Glossary
to accompany
Thermodynamics: An Engineering Approach, 5th edition
by Yunus A. Çengel and Michael A. Boles41Relative humidity is the ratio of the amount of moisture (water) in atmospheric air at a
given temperature to the maximum amount the air can hold at the same temperature. The
relative humidity can be expressed as the ratio of the vapor pressure to the saturation
pressure of water at that temperature.
Relative pressure Pr is defined as the quantity exp(s°/R) and is a dimensionless quantity
that is a function of temperature only since s° depends on temperature alone. Relative
pressure is used to relate the ratio of final to initial pressure in isentropic processes of
ideal gases where variable specific heats are required.
Relative specific volume vr is defined as the quantity T/Pr and is a function of
temperature only. Pr is the relative pressure. Relative specific volume is used to relate
the ratio of final to initial volume in isentropic processes of ideal gases where variable
specific heats are required.
Reversed Carnot cycle is a reversible cycle in which all four processes that comprise the
Carnot cycle are reversed during operation. Reversing the cycle will also reverse the
directions of any heat and work interactions. The result is a cycle that operates in the
counterclockwise direction. The reversed Carnot cycle is the Carnot refrigeration cycle.
Reversible adiabatic compression is the process in which a working fluid is compressed
(decreases in volume) reversibly and adiabatically.
Reversible adiabatic expansion is the process in which a working fluid expands
(increases in volume) reversibly and adiabatically.
Reversible isothermal compression is the process in which the temperature is held
constant while a working fluid is compressed (decreases in volume) reversibly.

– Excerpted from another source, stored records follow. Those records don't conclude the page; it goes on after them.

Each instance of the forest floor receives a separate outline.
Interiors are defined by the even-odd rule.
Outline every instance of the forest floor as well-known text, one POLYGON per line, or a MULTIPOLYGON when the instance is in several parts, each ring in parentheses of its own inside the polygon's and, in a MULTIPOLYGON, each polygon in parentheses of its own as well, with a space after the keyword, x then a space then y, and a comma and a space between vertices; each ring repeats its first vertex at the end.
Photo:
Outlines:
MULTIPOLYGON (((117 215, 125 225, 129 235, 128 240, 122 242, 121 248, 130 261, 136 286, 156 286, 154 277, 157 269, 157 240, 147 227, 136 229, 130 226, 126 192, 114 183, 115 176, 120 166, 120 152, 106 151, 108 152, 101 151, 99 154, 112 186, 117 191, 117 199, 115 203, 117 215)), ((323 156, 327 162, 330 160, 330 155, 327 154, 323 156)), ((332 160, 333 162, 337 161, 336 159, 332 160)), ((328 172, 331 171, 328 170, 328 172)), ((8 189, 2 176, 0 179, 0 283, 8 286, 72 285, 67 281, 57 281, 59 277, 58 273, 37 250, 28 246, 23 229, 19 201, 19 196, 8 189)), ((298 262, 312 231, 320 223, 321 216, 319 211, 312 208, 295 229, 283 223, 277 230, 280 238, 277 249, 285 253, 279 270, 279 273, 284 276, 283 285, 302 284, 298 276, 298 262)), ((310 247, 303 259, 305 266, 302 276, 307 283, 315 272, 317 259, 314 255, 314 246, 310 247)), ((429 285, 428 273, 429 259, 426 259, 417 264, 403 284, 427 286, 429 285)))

Reversible isothermal expansion is the process in which the temperature is held
constant while a working fluid expands (increases in volume) reversibly.

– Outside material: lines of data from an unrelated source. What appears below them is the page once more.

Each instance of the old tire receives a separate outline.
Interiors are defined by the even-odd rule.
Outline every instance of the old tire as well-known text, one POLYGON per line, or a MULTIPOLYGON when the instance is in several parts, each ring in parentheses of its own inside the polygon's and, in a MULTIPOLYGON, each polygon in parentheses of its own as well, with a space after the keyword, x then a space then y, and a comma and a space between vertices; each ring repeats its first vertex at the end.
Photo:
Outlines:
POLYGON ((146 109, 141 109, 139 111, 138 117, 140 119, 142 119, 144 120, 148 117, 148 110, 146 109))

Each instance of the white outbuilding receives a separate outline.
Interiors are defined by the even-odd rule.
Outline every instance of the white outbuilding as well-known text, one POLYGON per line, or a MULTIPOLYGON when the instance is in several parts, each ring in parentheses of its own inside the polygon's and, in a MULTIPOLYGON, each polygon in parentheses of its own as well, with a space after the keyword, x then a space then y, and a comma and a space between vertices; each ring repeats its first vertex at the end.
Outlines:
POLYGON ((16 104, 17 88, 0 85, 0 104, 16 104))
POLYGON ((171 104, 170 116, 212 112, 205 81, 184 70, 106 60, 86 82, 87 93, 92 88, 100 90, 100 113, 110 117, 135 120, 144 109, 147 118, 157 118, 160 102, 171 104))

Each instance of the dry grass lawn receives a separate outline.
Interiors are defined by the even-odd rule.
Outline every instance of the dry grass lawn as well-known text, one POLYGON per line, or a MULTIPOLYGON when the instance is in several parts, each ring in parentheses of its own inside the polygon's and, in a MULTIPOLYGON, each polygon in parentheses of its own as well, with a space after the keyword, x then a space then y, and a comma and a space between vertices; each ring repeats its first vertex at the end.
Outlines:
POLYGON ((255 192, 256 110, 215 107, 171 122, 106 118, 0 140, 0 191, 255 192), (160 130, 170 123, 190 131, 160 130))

Reversible process is defined as a process that can be reversed without leaving any trace
on the surroundings. Reversible processes are idealized processes, and they can be
approached but never reached in reality.
Reversible steady-flow work is defined as the negative of the integral of the specific
volume-pressure product. The larger the specific volume the larger the reversible work
produced or consumed by the steady-flow device. Therefore, every effort should be
made to keep the specific volume of a fluid as small as possible during a compression
process to minimize the work input and as large as possible during an expansion process
to maximize the work output.